A break from academia October 17, 2007 1 out of 1 found this review helpful
Bruce Catton made a name for himself writing some of the most comprehensive books on the Civil War. As an educator and writer, his career will forever be viewed by formal academic standards. However, in Waiting for the Morning Train, the formalities and objectivity are swept away, and we are left with a wonderful story of a boy growing up in rural Northern Michigan. He captures a moment in time, not only in the historical sense, but also from the perspective of a young man coming of age. He substitutes facts and discipline with observations and thoughts, and along the way, creates what is my favorite piece of his work.
A lament fior the 20th century August 5, 2007 1 out of 1 found this review helpful
This book is generally considered a memoir of growing up in rural northern Michigan in the early 1900's, and it is; but it is also a lament for the 20th century. Catton contrasts the optimism of the America of his youth--it's faith in progress and in the future, it's belief that Americans could solve any problem with hard work, right thinking, and the guidance of Divine Providence--with the reality of national and world events that transpired from World War I through the Viet Nam era.
The mood of the book is reflective and even melancholy at times. I felt Catton was a concerned and discouraged man as he wrote this.

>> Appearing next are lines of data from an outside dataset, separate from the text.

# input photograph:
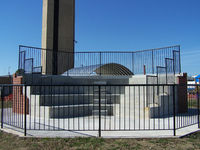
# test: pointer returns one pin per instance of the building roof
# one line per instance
(104, 69)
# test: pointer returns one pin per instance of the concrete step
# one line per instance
(74, 99)
(68, 111)
(69, 90)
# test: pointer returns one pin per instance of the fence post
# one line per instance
(25, 99)
(99, 111)
(2, 93)
(174, 110)
(100, 63)
(152, 63)
(198, 105)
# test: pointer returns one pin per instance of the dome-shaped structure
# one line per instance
(113, 69)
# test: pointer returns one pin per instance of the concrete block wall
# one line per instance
(18, 96)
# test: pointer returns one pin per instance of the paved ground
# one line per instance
(118, 126)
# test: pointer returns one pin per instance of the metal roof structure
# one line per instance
(113, 69)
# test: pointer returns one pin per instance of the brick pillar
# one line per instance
(18, 96)
(182, 94)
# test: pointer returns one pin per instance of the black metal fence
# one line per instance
(100, 107)
(32, 60)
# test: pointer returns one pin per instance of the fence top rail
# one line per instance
(6, 85)
(107, 85)
(137, 51)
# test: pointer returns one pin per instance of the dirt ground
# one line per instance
(10, 142)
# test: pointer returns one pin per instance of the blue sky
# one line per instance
(108, 25)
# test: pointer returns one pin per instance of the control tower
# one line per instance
(58, 33)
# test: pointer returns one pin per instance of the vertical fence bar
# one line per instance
(174, 110)
(179, 59)
(198, 105)
(152, 63)
(25, 110)
(99, 111)
(2, 93)
(100, 62)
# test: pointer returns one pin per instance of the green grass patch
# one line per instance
(9, 142)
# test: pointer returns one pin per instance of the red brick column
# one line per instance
(18, 96)
(182, 94)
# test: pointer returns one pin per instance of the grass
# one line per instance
(9, 142)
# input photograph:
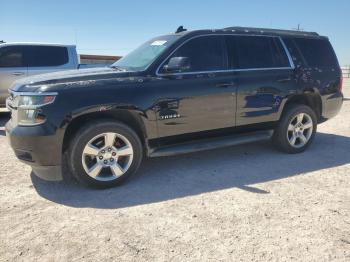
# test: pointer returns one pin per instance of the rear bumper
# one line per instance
(331, 105)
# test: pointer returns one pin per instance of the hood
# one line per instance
(30, 84)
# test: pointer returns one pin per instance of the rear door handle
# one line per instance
(17, 73)
(225, 85)
(284, 80)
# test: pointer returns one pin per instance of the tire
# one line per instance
(104, 154)
(289, 128)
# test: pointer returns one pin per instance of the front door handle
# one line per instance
(225, 85)
(17, 73)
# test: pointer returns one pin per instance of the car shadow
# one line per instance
(168, 178)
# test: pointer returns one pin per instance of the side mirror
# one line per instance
(177, 64)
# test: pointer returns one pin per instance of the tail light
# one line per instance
(341, 81)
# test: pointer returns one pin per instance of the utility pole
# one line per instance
(298, 28)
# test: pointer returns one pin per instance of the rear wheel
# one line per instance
(103, 154)
(296, 129)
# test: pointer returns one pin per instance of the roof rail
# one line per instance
(267, 30)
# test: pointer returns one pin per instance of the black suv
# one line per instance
(177, 93)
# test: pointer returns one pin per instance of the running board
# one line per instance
(207, 144)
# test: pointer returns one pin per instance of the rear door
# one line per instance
(46, 59)
(203, 97)
(266, 75)
(12, 68)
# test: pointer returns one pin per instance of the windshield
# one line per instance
(143, 56)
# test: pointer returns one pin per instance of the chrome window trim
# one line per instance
(15, 94)
(291, 63)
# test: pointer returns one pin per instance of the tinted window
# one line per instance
(260, 52)
(205, 53)
(316, 52)
(37, 56)
(11, 56)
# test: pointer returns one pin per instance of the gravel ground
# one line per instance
(245, 203)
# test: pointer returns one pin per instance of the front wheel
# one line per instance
(103, 154)
(296, 129)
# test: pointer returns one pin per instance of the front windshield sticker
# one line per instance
(159, 42)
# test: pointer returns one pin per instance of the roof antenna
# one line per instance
(180, 29)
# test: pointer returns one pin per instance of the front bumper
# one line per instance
(38, 146)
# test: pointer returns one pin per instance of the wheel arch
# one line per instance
(312, 100)
(130, 118)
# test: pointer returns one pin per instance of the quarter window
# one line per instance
(260, 52)
(11, 56)
(41, 56)
(317, 52)
(205, 53)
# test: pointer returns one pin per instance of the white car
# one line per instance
(19, 60)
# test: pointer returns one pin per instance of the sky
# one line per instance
(113, 27)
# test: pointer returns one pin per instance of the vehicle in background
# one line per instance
(19, 60)
(177, 93)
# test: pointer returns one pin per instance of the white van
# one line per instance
(19, 60)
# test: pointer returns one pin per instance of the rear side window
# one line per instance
(316, 52)
(259, 52)
(206, 53)
(11, 56)
(42, 56)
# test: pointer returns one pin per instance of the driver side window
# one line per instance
(204, 53)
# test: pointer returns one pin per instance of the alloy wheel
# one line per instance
(107, 156)
(300, 130)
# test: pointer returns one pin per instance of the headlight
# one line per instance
(29, 107)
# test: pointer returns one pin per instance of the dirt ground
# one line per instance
(245, 203)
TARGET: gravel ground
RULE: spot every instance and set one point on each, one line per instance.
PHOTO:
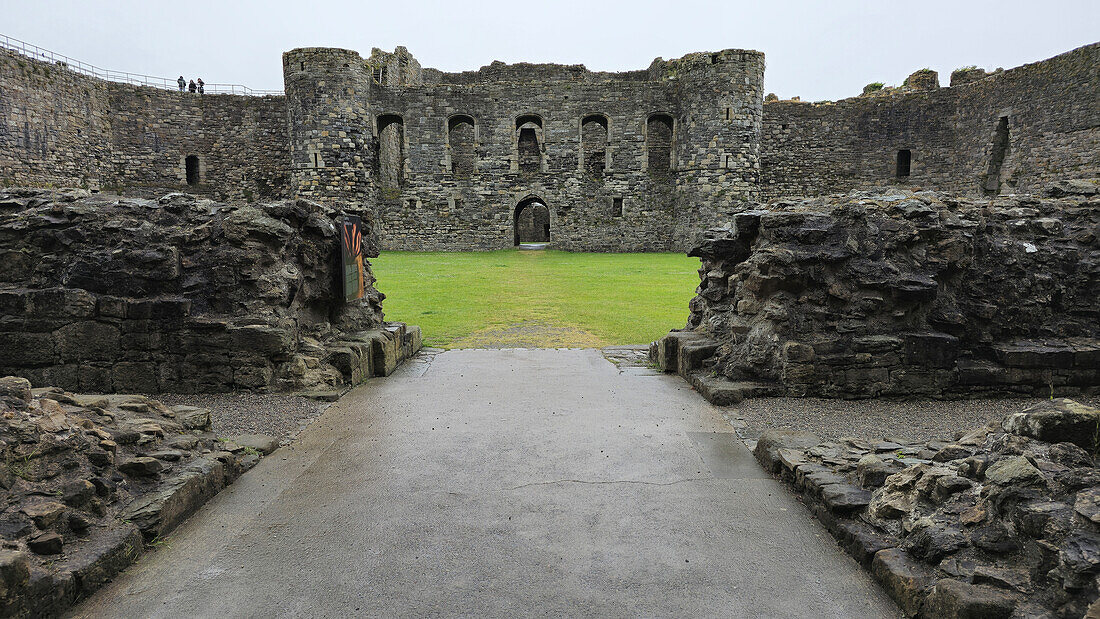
(275, 415)
(876, 419)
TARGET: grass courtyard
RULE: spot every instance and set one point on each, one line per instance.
(536, 298)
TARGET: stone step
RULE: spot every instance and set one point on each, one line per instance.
(721, 390)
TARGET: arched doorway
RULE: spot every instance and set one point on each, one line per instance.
(531, 221)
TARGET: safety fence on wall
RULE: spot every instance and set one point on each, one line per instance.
(36, 53)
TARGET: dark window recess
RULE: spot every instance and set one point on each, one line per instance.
(904, 159)
(531, 222)
(460, 135)
(992, 185)
(191, 165)
(659, 145)
(391, 151)
(594, 144)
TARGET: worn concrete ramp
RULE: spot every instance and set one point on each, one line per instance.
(504, 483)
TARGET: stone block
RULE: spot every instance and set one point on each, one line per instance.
(771, 441)
(139, 377)
(63, 302)
(904, 579)
(955, 599)
(1055, 421)
(95, 378)
(158, 512)
(263, 339)
(157, 309)
(88, 341)
(931, 350)
(1025, 353)
(29, 349)
(980, 372)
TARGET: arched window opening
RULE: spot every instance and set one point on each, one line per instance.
(904, 162)
(992, 186)
(461, 141)
(531, 221)
(659, 145)
(391, 151)
(594, 144)
(191, 169)
(528, 150)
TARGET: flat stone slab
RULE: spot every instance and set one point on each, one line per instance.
(262, 443)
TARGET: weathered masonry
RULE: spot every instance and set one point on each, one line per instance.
(635, 161)
(622, 162)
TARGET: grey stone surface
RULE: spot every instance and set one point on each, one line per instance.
(184, 295)
(1007, 528)
(517, 496)
(897, 293)
(634, 161)
(83, 488)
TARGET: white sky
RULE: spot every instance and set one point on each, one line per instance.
(818, 51)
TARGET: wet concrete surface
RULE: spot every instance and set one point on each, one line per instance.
(503, 483)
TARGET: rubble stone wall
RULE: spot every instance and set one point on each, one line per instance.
(101, 294)
(901, 294)
(354, 121)
(1053, 133)
(437, 155)
(62, 129)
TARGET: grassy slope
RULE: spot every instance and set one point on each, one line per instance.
(558, 298)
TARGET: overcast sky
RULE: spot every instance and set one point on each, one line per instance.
(818, 51)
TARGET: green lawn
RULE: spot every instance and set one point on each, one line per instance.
(540, 298)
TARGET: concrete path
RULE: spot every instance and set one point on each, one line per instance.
(504, 483)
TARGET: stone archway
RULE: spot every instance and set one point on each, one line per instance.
(531, 221)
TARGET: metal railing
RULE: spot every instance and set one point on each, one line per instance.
(59, 61)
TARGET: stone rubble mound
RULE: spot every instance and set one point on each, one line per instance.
(87, 481)
(1001, 521)
(898, 293)
(183, 294)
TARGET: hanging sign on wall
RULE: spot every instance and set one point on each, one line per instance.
(351, 252)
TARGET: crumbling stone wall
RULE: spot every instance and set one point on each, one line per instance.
(62, 129)
(900, 294)
(100, 294)
(339, 111)
(1052, 115)
(1001, 521)
(439, 159)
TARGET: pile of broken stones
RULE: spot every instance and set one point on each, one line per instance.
(1002, 521)
(86, 482)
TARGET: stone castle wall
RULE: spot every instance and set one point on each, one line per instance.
(1053, 128)
(899, 293)
(182, 294)
(635, 161)
(442, 155)
(62, 129)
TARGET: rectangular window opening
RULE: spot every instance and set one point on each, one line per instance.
(904, 161)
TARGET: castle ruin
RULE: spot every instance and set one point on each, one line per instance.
(635, 161)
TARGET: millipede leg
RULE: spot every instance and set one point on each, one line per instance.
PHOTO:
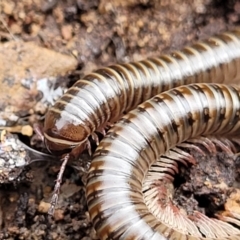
(57, 186)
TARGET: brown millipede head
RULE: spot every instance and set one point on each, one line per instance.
(61, 134)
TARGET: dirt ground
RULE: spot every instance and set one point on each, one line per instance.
(80, 36)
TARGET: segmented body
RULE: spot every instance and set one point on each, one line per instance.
(105, 95)
(120, 164)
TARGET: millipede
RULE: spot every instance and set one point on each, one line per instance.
(118, 203)
(130, 148)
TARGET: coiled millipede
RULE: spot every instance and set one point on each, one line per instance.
(105, 95)
(117, 196)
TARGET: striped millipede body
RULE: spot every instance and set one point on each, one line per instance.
(117, 205)
(104, 96)
(132, 146)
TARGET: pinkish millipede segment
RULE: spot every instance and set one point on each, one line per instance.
(105, 95)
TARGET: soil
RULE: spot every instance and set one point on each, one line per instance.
(82, 36)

He saw unlimited technological power as a frightening development and he had little faith in the ability of America or humankind in general to exhibit self-discipline in the use of such power.
It's a very thought-provoking book, and extremely relevant to today's world even 35 years after publication.
Boyhood Memoirs of a Literary Giant May 14, 2003 8 out of 8 found this review helpful
I never met Bruce Catton, but I corresponded briefly with him in the mid-1970's. The same qualities that marked him as a correspondent--courtesy, graciousness, and gentle humor--illuminate this lovely memoir of a great historian. Catton grew up in Benzonia, Michigan, "a city upon a hill," as he correctly notes, very close to Lake Michigan, where the old certitudes held seemingly invincible sway over virtually every aspect of one's daily life. Catton's father was the superintendent of Benzonia Academy, whose main building is now Benzonia's library. The memoir, which recalls the years between the author's birth and his graduation from high school, is a series of reflections on what it was like to be a boy just as Michigan's logging era was drawing to a close, when sleepy Benzonia, along with the rest of the nation, was about to drift into the maw of the violent twentieth century. Catton writes of boyhood ambitions and boyish pranks, of the rich history that made Michigan's Lower Peninsula what it was, and especially of the Civil War veterans whose stories would later prompt Catton to devote years of his life to recording the history of that great conflict in rich anecdotal detail. Though unabashedly nostalgic, "Waiting for the Morning Train" is neither saccharine nor bitter. Catton was far too experienced a writer and historian to let his emotions get the better of him. This is, nonetheless, a rich and moving memoir of a time which, though it may seem virtually within reach, we will never see again. I recommend this book highly as a gift for yourself and, perhaps, for that reflective friend who can appreciate personal history told with universal appeal. Bruce Catton was, quite simply, one of the greatest writers and historians this country has produced, and in many ways this deceptively modest little volume represents the zenith of his literary achievement.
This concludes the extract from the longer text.